I'd infer that the GP is talking about some time back and they are no longer in school.

> Look I'm writing sdrawkcab

How would that work with Text-To-Speech output?


Good question! Two possibilities:

1. Tell the TTS program that the text is RTOL.

2. If the TTS program can speak Arabic, it can detect RTOL Arabic text.

The only purpose for RTOL English I can think of is to insert hidden text for malicious purposes.


how do you search for strings in the text ? how do you search for half the word ? as you do in autocomplete or in that search box in your browser

If anything, Unicode should have had more disambiguated characters. Han unification was a mistake, and lower case dotted Turkish i and upper case dotless Turkish I should exist so that toUpper and toLower didn't need to know/guess at a locale to work correctly.

Characters should not have invisible semantics.

Ah, yes.

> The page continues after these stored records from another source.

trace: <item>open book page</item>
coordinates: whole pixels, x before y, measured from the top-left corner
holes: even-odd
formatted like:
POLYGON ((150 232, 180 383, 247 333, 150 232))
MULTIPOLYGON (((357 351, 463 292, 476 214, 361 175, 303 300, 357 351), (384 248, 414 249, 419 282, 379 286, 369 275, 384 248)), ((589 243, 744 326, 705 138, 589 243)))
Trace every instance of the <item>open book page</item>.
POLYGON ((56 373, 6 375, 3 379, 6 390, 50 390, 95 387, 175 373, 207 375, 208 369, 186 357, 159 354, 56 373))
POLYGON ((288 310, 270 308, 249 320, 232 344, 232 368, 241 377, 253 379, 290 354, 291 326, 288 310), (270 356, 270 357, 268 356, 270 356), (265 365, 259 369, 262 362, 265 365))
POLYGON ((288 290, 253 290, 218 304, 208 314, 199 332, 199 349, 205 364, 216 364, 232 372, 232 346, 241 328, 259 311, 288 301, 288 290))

You can't throw a rock at produce without hitting a brassica oleracia.

The roots of the young Brachychiton acuminatus can be cooked in ashes and eaten like a sweet potato .. but despite the vast number of rocks in its native habitat .. not a single brassica oleracia will be found by throwing them.

The point is over ... ... ... there, not

here.


So .. self confessed pointless comment?

Meanwhile, back on topic, there is produce all across the globe, not all of it surrounded by brassica oleracia.